Jeffrey Toobin's article in the New Yorker about Google's attempt to digitalize all the books in the world offers a host of fascinating technological and financial details. But it doesn't say much about the likely effect on the public's reading habits.

How will things change when virtually every book held by the great research libraries of America becomes instantaneously available to anyone with a computer? Keep in mind that what's proposed is not just providing the texts but also the ability to search through those texts with all the electronic finding devices modern technology has devised. To call that a revolution is an understatement.

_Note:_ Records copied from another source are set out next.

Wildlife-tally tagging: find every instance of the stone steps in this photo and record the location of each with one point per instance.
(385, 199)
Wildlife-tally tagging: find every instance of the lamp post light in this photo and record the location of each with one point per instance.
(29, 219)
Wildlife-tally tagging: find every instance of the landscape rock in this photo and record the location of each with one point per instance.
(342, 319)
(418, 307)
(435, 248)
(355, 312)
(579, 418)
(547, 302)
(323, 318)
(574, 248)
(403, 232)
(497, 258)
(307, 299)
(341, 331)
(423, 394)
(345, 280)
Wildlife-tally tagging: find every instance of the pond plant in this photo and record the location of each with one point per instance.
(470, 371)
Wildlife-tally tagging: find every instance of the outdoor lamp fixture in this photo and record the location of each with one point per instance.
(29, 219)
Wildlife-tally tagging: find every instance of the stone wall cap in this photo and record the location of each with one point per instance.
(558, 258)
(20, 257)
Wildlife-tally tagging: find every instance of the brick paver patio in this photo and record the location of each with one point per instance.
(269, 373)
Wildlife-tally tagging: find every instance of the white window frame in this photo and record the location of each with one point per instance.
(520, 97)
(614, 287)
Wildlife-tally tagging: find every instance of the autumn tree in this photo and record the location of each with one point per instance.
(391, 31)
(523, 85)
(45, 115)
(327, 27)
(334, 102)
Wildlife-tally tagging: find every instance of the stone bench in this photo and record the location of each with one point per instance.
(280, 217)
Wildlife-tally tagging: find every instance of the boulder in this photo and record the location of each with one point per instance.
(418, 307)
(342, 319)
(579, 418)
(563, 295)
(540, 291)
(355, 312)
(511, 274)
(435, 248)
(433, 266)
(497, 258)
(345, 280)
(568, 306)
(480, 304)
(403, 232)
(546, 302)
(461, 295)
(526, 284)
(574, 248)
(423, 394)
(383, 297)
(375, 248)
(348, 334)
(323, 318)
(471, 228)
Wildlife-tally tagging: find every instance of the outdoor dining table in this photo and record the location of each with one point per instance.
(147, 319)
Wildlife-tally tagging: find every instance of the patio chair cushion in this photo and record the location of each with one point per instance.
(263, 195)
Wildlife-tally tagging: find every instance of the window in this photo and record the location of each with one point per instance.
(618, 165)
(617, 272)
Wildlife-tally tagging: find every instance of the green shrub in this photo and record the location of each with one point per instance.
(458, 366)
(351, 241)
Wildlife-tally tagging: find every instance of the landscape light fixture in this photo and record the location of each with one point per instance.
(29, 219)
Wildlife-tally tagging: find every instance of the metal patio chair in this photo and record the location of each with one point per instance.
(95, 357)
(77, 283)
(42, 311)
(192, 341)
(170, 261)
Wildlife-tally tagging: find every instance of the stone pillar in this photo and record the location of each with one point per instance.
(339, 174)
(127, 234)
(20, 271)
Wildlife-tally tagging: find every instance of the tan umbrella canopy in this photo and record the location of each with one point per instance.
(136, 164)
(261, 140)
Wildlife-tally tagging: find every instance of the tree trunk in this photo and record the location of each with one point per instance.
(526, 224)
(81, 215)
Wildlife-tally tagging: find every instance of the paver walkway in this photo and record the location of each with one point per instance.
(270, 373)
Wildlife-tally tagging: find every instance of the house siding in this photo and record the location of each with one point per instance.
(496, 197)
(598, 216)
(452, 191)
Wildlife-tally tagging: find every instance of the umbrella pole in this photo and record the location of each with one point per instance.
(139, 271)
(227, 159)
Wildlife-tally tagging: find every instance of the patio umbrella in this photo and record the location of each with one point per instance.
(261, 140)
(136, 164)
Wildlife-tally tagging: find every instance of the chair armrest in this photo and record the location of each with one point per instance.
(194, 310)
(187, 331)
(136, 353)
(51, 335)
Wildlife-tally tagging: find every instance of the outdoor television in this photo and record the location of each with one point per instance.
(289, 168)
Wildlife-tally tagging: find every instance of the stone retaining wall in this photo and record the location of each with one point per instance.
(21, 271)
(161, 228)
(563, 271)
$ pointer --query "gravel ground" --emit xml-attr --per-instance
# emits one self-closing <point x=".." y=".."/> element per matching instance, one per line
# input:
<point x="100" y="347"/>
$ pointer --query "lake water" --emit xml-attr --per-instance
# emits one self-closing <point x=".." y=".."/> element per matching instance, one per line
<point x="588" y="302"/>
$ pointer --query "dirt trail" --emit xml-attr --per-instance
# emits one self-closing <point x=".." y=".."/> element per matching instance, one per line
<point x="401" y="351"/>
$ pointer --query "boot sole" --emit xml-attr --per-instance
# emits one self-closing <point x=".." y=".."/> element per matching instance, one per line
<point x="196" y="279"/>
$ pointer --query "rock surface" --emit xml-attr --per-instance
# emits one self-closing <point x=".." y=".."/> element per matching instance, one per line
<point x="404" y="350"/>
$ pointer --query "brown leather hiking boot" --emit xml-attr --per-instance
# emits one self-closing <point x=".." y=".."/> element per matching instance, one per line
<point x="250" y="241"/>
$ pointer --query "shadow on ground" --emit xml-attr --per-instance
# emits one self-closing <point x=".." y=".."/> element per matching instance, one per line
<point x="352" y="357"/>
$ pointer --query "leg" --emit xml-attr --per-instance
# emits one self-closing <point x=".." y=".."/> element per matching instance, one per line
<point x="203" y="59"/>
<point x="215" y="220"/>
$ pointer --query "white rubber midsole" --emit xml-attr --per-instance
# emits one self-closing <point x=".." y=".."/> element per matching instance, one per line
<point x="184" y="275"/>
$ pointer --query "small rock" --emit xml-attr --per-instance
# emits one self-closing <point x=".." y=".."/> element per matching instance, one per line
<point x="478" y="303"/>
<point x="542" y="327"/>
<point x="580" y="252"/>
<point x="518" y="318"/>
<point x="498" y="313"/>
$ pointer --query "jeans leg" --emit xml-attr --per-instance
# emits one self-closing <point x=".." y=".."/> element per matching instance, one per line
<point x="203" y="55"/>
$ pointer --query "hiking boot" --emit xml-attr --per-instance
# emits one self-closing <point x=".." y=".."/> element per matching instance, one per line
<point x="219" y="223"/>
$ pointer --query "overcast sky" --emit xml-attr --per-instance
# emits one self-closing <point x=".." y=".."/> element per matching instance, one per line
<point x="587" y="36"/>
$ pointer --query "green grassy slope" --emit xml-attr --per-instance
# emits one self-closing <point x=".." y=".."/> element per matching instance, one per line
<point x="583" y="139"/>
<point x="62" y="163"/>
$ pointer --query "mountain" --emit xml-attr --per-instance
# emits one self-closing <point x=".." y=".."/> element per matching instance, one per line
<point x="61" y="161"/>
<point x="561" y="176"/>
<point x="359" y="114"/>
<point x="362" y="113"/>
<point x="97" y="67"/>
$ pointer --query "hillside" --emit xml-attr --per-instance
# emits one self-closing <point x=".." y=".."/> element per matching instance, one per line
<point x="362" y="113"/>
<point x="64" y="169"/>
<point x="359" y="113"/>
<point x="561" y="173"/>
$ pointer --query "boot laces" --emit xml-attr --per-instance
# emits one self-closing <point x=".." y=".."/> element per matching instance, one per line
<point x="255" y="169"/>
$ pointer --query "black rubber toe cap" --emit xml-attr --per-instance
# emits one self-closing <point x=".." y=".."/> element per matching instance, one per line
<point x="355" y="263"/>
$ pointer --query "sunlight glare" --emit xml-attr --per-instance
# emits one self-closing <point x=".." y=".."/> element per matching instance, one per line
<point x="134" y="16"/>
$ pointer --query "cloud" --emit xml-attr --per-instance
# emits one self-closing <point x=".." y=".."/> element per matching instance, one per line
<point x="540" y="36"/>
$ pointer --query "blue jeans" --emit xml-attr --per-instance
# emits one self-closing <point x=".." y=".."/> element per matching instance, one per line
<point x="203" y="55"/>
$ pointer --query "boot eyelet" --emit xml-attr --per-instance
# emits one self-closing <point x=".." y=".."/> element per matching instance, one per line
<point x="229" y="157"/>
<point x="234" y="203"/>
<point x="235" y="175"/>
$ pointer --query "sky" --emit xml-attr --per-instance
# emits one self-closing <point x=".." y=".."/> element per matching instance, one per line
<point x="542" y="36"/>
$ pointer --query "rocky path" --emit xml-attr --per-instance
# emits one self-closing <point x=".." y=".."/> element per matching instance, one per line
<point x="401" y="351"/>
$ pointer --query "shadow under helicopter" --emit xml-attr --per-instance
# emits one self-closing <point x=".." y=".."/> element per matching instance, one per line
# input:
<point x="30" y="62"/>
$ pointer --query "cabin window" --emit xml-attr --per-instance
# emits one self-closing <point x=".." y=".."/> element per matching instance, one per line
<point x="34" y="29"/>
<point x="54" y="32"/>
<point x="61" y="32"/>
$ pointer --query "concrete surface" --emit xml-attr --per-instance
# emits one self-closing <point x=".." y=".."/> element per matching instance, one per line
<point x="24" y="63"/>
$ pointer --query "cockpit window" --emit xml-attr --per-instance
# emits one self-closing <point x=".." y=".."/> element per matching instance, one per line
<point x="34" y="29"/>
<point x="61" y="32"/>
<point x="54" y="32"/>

When I think what was involved in doing "research" when I was a graduate student, the changes that have come upon us since then startle the mind. And the changes that are coming within the next decade confound it.  There will be no more rummaging through dusty stacks trying to locate a volume that may well have been mis-shelved. No more finding that the very book you need for your next chapter has been checked out by somebody else and won't be available for three weeks. No more sitting in uncomfortable carrels laboriously copying passages you think you may need to make a point that might be required by your thesis. There was a certain romance in all that, especially for pedantic personalities. But it was also a great pain. Shortly, none of it will be required.

Clearly, university departments will lose the monopoly they tried to maintain over serious work. Any moderately intelligent person will be able to find out about topics that once were the domain of credentialed experts.  But, of course, with that degree of open entry the formerly sedate and narrow pathways to academic "success," once controlled so jealously by universities and academic associations will become wild torrents, carrying thoughtful theses and nonsense alike. Come to think of it, that won't occasion much change in quality, but the quantity will be swelled far beyond what was recently believed to be possible. Once again, we will be taught that the future is the era of too much.

When everybody has access to everything the fear is that nobody will pay attention to anything. Reading may well decline among the general population and become a habit solely for eccentrics. Certainly the chance of being a literary hero who compels everyone's attention will diminish dramatically. There will probably not be another Charles Dickens But maybe that's all right. It does seem to be a part of democratic evolution. Our democracy is still creeping with training wheels. When it gets a Harley between its thighs, God only knows what will happen to it.  

As for the books, as we have known them, it's hard to believe that society will continue to provide expensive mausoleum warehouses for millions of volumes that nobody pulls off the shelf.  If they disappear entirely, except as historical artifacts, I don't suppose that will be a matter of great consequence, though the thought does cause me a twinge or two of nostalgic pain.